# Assemble Your Army Ladies! A New YSL Beauty Routine!



## Candycoatedclos (Mar 23, 2015)

*Assemble Your Army Ladies! A New Yves Saint Laurent Beauty Routine!*

Today, we wanted to stop and talk about some of our favorite products from Yves Saint Laurent Beauty.​ With Spring officially in the air and it's promise of warmer weather, now is the perfect time for you to try a new foundation and lipsticks for a fun and flirty look.​ Here are some of my picks:​ First, you have to start pulling out your brighter color lipsticks. I know, I know...no one realy wants to retire their MAC Talk That Talk lipstick but if you saw anything from New York Fashion Week in February, then you would know that pastel colors are back and honestly, if you pair that with a bright eye shadow or lip liner, then you're on the way to creating a fun whimsical look.​ Next, try out a new foundation. During the winter, I tended to rely heavily on my Bobbi Brown Long-Wear Even Finish Foundation, which was great for getting me through the holidays and harsh winds. Now that the weather is getting a little bit warmer, I wanted to try something new that was a bit lighter and feathery on my skin.​ 

​ 



​ What products do you have your eyes on for Spring?​ Shop the Story​ Yves Saint Laurent Fusion Ink Foundation
Yves Saint Laurent Rouge Volupté Shine​ Yves Saint Laurent Mascara Volume Effet​ Yves Saint Laurent Long Lasting Waterproof Eye Pencil​


----------



## CharlieKelly (Mar 23, 2015)

Candycoatedclos said:


> First, you have to start pulling out your brighter color lipsticks. I know, I know...no one realy wants to retire their MAC Talk That Talk lipstick​ ​ Next, try out a new foundation.​


  Haha yes and yes!!! I just went by my Sephora and Macys last week and got five samples of foundation. I am so ready for something lighter


----------



## Psych1 (Mar 23, 2015)

Ooo, love this! Can you please tell me the name of the pink Volupte Lip Shine up front? Gorgeous color!


----------



## LavenderPearl (Mar 23, 2015)

Candycoatedclos said:


> First, you have to start pulling out your brighter color lipsticks. I know, I know...no one realy wants to retire their MAC Talk That Talk lipstick but if you saw anything from New York Fashion Week in February, then you would know that pastel colors are back and honestly, if you pair that with a bright eye shadow or lip liner, then you're on the way to creating a fun whimsical look. ​


  And to think I just bought NARS Ingrid xDD  Great pics. The Rouge Volupté Shines look so juicy and tempting!


----------



## Candycoatedclos (Mar 24, 2015)

CharlieKelly said:


> Haha yes and yes!!! I just went by my Sephora and Macys last week and got five samples of foundation. I am so ready for something lighter


  Which ones have you tried? I could not believe when I put this YSL foundation on. I normally hate wearing liquid foundations but this one is so good. It barely felt like I had anything on and gave me full coverage. Beauty blender + YSL foundaion =


----------



## Candycoatedclos (Mar 24, 2015)

Psych1 said:


> Ooo, love this! Can you please tell me the name of the pink Volupte Lip Shine up front? Gorgeous color!

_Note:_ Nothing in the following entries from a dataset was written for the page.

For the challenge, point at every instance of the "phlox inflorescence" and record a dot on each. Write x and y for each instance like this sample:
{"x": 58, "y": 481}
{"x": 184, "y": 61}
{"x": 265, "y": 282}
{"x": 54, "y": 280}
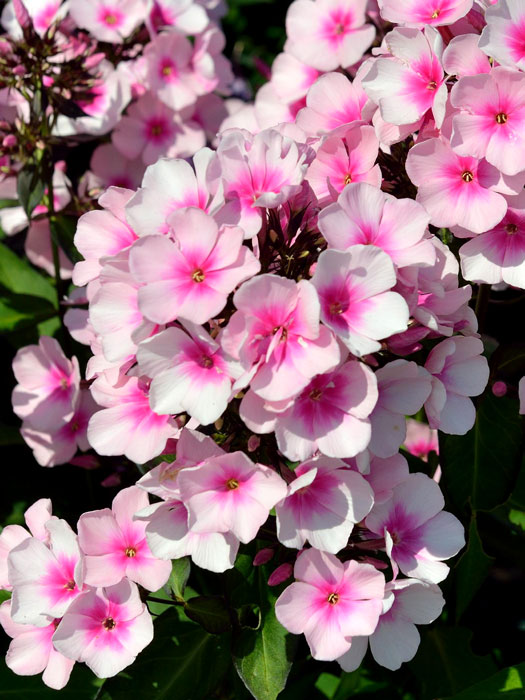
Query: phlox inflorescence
{"x": 263, "y": 314}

  The pink one standing up? If so, try Color 8 Fetish Pink in vibrant pink! Let me know if it's another one!


----------



## Candycoatedclos (Mar 24, 2015)

LavenderPearl said:


> Great pics. The Rouge Volupté Shines look so juicy and tempting!


  It makes me want to buy them all! how do you like NARS Ingrid?


----------



## Psych1 (Mar 24, 2015)

Candycoatedclos said:


> The pink one standing up? If so, try Color 8 Fetish Pink in vibrant pink! Let me know if it's another one!


  Thank you! Yeah, the hot pink standing up, so beautiful!  Going to check it out  today!!


----------



## Candycoatedclos (Mar 25, 2015)

Psych1 said:


> Going to check it out today!!


  Let me know how you like it! Love me some YSL!


----------



## CharlieKelly (Mar 25, 2015)

Candycoatedclos said:


> Which ones have you tried? I could not believe when I put this YSL foundation on. I normally hate wearing liquid foundations but this one is so good. It barely felt like I had anything on and gave me full coverage. Beauty blender + YSL foundaion = :stars:


  I got a Sample of Christian Dior Nude Skin, Christian Dior Tinted Moisturizer; Marc Jacobs and Chanel. I am loving the nude skin. I didn't think of asking for an YSL sample. I think I need to, right?


----------



## Candycoatedclos (Mar 26, 2015)

CharlieKelly said:


> I got a Sample of Christian Dior Nude Skin, Christian Dior Tinted Moisturizer; Marc Jacobs and Chanel. I am loving the nude skin. I didn't think of asking for an YSL sample. I think I need to, right?


  Yessssssss you need to! YSL is heaven on me! 

  Now I need to try nude skin. You're the second person that mentioned that foundation to me today!


----------



## CharlieKelly (Mar 26, 2015)

Candycoatedclos said:


> Yessssssss you need to! YSL is heaven on me!
> 
> Now I need to try nude skin. You're the second person that mentioned that foundation to me today!


  It is my favorite of the 5 so far. I even posted a selfie on IG ha ha


----------



## Candycoatedclos (Mar 26, 2015)

CharlieKelly said:


> It is my favorite of the 5 so far. I even posted a selfie on IG ha ha


  Instagram name please!!!!


----------



## CharlieKelly (Mar 26, 2015)

Candycoatedclos said:


> Instagram name please!!!!


  I am already following you #yousopurty I am sylviae79 https://instagram.com/sylviae79/


----------



## Candycoatedclos (Mar 27, 2015)

CharlieKelly said:


> I am already following you #yousopurty I am sylviae79 https://instagram.com/sylviae79/


 Thank you!!


----------